The 28-day mortality rates in the Se+ and Se− groups in our study were similar. The trend towards a lower mortality with Se supplementation in the most critically ill patients with a higher APACHE II score in our study is consistent with the results of the SIC study [14]. However, we recognize that our study was not powered for this subgroup analysis, and therefore no firm conclusion can be drawn. It could be hypothesized that plasma Se levels and selenoenzymes, including GPx and selenoprotein P, are inversely related to sepsis severity and oxidative stress, and could be viewed as novel markers of sepsis [34].

Cholesterol has previously been shown to correlate with the severity of organ failure [35]. In our study, cholesterol levels increased only in the Se+ group. Prealbumin, another acute phase reactant [36], displayed a similar pattern. In contrast, albumin levels remained unchanged in both groups, perhaps due to the effect of albumin administration, and its longer half-life.

High-dose Se supplementation in the Se+ group rapidly induced higher plasma Se levels and whole-blood GPx activity, compared to the steady levels in the Se− group. This suggests increased Se requirements for the synthesis of GPx in sepsis [37]. We found a significant inverse correlation between plasma Se levels and PCT, CRP and SOFA score. Similar relationships between plasma Se levels and CRP and SOFA score have been reported previously in septic patients [11]. Our results are in line with a proposed delicate interplay between plasma Se levels, selenoenzymes, and the severity of sepsis and MOF [38].

The lack of a difference in 28-day mortality between the Se+ and Se groups could have several explanations. The overall mortality in our study was lower than reported previously in large studies [1, 39], but correlates well with a recent global survey of hospitals that adopted the Surviving Sepsis Campaign [40]. We recognize that we also included patients with SIRS and excluded patients treated for less than 5 days. Our patient population was also heterogeneous, with a broad spectrum of admission diagnoses, and a wide range of admission APACHE II scores. A subgroup analysis showed a weak trend to improving mortality with Se supplementation in the most critically ill patients. We recognize that the number of patients in the septic shock subgroup was small, limiting the conclusion. A similar pattern has also been observed by others, reaching clinical significance in some studies [14]. It could also be suggested that such high-dose Se is of limited value, except in very specific patient groups, the characteristics of which need to be clearly identified.

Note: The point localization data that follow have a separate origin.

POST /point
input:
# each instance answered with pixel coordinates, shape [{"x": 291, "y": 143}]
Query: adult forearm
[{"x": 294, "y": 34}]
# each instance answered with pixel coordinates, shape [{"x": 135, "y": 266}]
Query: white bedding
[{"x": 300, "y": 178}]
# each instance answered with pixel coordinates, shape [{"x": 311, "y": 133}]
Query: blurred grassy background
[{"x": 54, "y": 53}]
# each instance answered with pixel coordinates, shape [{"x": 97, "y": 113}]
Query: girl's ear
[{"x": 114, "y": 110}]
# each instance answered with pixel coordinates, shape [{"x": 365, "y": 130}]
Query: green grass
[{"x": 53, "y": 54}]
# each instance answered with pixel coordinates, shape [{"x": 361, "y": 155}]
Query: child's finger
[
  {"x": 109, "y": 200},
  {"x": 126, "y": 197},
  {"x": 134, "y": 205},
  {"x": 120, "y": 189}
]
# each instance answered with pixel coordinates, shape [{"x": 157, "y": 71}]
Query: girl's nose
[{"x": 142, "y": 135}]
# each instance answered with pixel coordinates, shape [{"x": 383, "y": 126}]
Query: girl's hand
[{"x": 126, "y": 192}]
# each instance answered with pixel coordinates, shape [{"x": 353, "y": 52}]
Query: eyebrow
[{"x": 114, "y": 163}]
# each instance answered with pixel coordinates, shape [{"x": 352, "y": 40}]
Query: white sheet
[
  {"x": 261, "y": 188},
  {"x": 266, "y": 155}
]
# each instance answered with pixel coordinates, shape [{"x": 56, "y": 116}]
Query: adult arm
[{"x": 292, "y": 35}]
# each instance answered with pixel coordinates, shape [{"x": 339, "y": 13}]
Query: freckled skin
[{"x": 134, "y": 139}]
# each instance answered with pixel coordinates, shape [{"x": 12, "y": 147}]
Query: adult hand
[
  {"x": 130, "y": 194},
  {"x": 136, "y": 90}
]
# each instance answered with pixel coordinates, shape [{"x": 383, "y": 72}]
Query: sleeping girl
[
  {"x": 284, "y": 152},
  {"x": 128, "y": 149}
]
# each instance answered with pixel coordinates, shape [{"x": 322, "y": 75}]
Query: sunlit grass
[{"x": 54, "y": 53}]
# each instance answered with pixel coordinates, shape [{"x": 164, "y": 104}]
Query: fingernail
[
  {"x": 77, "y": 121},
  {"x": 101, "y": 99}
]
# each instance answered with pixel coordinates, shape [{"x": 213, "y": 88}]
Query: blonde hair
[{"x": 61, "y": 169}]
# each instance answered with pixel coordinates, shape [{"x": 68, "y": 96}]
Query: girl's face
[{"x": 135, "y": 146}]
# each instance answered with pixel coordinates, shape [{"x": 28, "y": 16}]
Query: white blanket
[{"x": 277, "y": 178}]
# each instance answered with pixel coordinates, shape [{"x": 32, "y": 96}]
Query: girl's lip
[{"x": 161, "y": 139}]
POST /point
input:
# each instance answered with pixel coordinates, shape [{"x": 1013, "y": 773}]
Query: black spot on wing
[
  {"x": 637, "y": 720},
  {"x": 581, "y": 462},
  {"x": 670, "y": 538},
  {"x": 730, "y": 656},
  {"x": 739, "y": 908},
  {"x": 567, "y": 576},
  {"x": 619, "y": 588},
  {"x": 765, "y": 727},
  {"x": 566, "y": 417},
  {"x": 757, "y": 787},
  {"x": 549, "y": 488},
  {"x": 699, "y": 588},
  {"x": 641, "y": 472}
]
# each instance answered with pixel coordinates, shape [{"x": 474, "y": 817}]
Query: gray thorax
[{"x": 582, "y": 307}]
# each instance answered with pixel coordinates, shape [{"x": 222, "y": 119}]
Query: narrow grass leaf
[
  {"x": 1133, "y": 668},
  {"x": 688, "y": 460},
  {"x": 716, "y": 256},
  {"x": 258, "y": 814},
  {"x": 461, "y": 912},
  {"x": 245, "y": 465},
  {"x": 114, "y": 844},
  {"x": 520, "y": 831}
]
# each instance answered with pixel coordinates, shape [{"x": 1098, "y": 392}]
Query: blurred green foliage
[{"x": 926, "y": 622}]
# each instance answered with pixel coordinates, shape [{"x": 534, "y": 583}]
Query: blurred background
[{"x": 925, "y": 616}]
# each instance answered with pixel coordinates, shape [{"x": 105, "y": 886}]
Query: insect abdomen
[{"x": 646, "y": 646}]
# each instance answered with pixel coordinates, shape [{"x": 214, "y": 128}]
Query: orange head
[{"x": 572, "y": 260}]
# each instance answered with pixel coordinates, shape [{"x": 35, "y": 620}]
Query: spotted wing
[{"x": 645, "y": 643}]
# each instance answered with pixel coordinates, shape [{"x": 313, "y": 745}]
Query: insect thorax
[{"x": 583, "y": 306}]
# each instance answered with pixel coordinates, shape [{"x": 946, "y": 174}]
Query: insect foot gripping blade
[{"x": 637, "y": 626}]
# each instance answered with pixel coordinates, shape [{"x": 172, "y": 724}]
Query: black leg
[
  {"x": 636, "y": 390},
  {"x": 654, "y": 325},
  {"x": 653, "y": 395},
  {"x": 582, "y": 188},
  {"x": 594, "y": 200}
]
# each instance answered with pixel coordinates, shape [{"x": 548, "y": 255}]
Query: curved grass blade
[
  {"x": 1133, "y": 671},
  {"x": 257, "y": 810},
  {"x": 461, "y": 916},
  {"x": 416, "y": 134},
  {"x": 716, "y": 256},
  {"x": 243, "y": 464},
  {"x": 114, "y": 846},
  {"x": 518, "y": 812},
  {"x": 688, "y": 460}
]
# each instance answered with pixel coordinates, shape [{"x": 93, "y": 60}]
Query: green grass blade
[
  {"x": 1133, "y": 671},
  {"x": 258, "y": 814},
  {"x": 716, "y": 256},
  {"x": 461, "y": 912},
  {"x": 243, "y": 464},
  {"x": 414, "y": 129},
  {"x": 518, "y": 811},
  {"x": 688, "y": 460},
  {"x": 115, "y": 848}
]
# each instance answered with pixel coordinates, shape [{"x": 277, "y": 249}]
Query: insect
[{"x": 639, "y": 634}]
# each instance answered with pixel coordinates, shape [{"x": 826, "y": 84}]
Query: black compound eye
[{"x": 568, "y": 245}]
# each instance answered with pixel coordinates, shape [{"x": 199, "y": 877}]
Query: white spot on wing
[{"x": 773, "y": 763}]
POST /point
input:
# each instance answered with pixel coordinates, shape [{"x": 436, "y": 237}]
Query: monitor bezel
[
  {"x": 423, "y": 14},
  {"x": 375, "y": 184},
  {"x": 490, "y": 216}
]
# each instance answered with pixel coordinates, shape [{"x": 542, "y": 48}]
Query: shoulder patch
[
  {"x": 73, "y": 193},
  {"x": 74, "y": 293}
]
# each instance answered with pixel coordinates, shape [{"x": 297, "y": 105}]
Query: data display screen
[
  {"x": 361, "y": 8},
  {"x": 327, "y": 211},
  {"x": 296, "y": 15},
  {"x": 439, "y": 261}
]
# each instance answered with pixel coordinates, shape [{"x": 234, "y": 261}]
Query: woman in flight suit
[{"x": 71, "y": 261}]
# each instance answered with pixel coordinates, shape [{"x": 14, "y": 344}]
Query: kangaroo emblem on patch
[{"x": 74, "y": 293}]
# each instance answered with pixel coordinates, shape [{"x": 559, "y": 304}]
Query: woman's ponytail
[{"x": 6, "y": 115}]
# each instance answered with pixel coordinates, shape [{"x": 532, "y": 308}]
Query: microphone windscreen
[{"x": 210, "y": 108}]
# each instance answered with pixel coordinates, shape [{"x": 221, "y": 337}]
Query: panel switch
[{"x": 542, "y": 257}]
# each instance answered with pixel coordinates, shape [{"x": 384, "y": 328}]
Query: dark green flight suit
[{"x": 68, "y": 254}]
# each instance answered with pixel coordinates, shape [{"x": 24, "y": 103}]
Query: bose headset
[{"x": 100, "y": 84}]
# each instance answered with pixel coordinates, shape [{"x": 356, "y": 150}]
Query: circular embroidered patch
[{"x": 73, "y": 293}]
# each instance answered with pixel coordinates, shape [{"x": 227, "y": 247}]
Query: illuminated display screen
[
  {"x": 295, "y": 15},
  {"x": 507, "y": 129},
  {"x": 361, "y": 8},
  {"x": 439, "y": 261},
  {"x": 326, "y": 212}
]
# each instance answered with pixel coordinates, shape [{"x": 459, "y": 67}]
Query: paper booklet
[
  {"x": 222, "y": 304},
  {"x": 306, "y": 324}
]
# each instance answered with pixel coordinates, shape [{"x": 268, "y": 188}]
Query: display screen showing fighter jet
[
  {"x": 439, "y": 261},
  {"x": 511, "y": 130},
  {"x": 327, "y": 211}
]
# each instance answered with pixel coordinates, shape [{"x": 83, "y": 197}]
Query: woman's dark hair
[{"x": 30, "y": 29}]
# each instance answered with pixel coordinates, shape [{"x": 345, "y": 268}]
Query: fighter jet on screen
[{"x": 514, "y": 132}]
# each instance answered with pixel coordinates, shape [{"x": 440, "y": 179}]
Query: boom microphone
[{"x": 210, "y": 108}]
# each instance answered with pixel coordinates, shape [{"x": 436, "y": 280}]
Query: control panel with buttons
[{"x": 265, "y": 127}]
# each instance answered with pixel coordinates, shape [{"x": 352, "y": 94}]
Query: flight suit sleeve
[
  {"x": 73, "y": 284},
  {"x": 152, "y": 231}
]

Our study had several limitations. The study was not blinded to the clinicians. However, the statistician was masked to the treatment assignment. The study period was relatively long in order to enrol the projected number of participants. This could have had an effect on the treatment. We recognize that our study was not powered for subgroup analysis and the results should be interpreted with caution.

Conclusion

High-dose Se supplementation resulted in a significant increase in the plasma Se levels and whole-blood GPx activity. Inflammatory markers decreased in both groups irrespective of Se supplementation. Prealbumin and cholesterol levels increased more rapidly, compared to baseline, in the Se+ group. However, these beneficial effects did not translate into a reduction in 28-day mortality. In accordance with the findings of other studies, we observed a trend towards improved mortality in a subgroup analysis of patients with severe sepsis or septic shock.